その世界では「バンド オブ サイダーズ=B.D.シャツ」という方程式がすでに成立しているのかもしれないが、初期の頃はもっとラフな印象のシャツが数多くリリースされ、それらがネクタイとともに多くのバイヤーの目に留まり、その結果、現在の人気や認知度が築かれていったのである。
今季のシャツ類は、当時のカッティングなイメージよりも、スキルアップによるレンジの拡大というように見受けられる。その証拠に、アウター的な用途のネルシャツひとつとっても一昨年のモデルよりも一段と仕様がきめ細かくなり、ギンガムチェックのウェスタンシャツは次を見据えた確かな鮮度がある。

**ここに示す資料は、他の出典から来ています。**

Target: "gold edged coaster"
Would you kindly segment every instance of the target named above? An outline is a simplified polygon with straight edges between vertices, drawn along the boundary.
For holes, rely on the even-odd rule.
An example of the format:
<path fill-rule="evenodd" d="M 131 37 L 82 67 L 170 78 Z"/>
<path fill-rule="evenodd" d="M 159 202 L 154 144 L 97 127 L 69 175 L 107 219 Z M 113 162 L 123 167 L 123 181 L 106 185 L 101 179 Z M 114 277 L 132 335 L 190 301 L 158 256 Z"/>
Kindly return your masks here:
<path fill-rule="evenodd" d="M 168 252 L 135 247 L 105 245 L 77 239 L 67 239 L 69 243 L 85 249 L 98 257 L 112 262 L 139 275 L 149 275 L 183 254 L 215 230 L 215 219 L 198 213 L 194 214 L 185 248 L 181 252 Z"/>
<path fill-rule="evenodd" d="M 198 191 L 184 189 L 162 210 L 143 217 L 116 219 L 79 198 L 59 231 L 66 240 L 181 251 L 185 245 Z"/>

この時代だからこそいえることかもしれないが、今やファッションの世界における「リアルクローズ」という定義はさらに曖昧になってきている。事実、かつては定番と呼ばれたスタンダードな製品がその役割を果たせなくなっているケースもあれば、他方では以前なら想像すらできなかったような極端な外観の衣服がなんともリアルに街を闊歩してたりもする。これには複雑な要素が絡むため、その答えを導き出すことは現時点では不可能に等しい。だがここでひとつ確実にいえることは、ファッションブランドはその魅力をもって、「現実を変えるリアリティを創り出す性格を持っている」ということだ。
一度袖を通したら忘れないユニークなシルエットと、アメリカの衣服の伝統を受け継ぐ高い実用性、それによって独自のリアルクローズ路線を打ち出してきたバンド オブ サイダーズ。この混沌とした時代のなかで、彼らは新しい提案とともにどこへ向かうのか。その動向に多くの注目が集まっている。